The EFSD will support those investments through a guarantee, as well as through two existing programs that use EU funds to attract greater investment in development projects — a process known as “blending.”
The EFSD Guarantee will underwrite loans, guarantees, or “any other form of funding or credit enhancement” offered by certain trusted institutions, such as development banks, to governments or private companies investing in development projects in Africa or countries in the EU’s southern and eastern neighborhood. Local or foreign firms — including micro, small, and medium-sized businesses — may all seek support under the fund through these trusted institutions, provided they can show their projects meet a set of public-interest criteria.
Unlike the World Bank’s Multilateral Investment Guarantee Agency, the EFSD Guarantee will cover a wide range of commercial risks, and not just political ones. For example, according to an EU source, the European Commission could ensure that a wind farm investor would get the guaranteed part of their money back, regardless of the electricity distribution company going bankrupt, or changes in the law or energy prices.
A representative of the commission also told Devex it would continue using trusted institutions such as the European Bank for Reconstruction and Development and the European Investment Bank, alongside member states’ bilateral development banks, but that it was open to working directly with private finance institutions under certain conditions in the future.
The guarantee is just one aspect of the EFSD, which will also take over the running of the pre-existing Neighbourhood Investment Facility and Africa Investment Facility. These facilities use blended finance. Depending on the project, this can mean an investment grant (money given to a company or government to cover part of the cost of a project); interest rate subsidy (money paid to a development bank so it will lend to a company or government at a lower rate); technical assistance (such as paying to send experts to assess the viability of a project and suggest improvements); risk capital (buying a stake in a company working on a project with the aim of helping it attract more funding); or a guarantee (promising to pay a development bank back if a project fails for the reasons covered by the guarantee, leaving a company or government unable to pay back the loan).

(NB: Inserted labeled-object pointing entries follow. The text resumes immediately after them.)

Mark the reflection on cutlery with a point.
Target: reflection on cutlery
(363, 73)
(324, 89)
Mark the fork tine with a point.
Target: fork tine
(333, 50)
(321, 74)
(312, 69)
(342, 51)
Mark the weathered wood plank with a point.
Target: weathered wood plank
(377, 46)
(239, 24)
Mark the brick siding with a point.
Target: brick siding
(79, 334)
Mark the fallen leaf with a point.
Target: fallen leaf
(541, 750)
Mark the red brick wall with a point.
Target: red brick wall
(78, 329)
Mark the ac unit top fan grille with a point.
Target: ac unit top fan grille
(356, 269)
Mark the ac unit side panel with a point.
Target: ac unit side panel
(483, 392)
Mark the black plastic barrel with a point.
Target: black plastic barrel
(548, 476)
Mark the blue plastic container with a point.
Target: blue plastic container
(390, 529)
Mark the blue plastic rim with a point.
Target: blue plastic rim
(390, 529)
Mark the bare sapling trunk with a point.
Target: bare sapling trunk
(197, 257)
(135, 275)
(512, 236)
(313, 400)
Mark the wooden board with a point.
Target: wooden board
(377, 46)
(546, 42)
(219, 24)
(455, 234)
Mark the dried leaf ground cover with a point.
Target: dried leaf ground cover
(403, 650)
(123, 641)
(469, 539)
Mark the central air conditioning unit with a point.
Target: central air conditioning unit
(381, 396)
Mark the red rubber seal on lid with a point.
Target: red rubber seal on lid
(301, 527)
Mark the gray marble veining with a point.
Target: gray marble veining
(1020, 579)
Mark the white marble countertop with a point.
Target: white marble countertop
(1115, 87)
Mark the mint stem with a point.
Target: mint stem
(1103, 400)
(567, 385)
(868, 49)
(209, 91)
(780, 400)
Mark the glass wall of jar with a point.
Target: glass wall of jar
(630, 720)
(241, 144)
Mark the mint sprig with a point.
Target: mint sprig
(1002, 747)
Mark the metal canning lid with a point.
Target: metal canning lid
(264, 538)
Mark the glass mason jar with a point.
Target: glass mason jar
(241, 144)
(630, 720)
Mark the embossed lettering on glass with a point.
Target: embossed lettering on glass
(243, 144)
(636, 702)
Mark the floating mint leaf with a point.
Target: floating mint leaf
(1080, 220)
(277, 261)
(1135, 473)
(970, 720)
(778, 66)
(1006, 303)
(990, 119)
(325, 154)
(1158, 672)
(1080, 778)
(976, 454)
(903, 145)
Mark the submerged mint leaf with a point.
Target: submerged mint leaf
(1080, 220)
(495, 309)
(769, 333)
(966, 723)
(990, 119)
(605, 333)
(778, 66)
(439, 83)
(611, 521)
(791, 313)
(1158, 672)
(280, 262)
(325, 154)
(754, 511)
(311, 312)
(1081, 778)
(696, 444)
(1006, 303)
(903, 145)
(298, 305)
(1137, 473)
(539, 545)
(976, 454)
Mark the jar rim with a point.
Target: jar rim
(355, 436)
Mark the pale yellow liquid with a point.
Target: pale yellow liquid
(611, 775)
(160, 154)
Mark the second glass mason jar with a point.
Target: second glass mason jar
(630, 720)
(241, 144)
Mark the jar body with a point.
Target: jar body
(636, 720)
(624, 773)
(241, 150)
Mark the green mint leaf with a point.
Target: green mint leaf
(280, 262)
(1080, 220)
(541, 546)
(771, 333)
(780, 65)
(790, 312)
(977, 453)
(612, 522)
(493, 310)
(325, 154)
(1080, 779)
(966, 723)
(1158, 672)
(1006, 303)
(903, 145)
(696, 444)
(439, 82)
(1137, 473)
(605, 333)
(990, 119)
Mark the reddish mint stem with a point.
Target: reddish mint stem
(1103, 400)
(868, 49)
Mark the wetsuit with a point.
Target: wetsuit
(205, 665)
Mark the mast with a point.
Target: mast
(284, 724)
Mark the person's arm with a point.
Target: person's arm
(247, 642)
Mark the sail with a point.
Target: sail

As an example, under a previous blending operation, the EU contributed 45 million euros of grants and technical support to the WATSAN sanitation project around Lake Victoria. This reduced the cost for the financial institutions behind the project, including the EIB and German (KfW) and French (AfD) development banks, which invested a total of 404 million euros.
The EFSD’s governing regulation envisages the fund working as a “one-stop-shop, receiving financing proposals from financial institutions and public or private investors, and delivering a wide range of financial support.”
It is accompanied by two other pillars in the External Investment Plan: technical assistance to help partner countries attract investors; and policy dialogue to foster a conducive business environment.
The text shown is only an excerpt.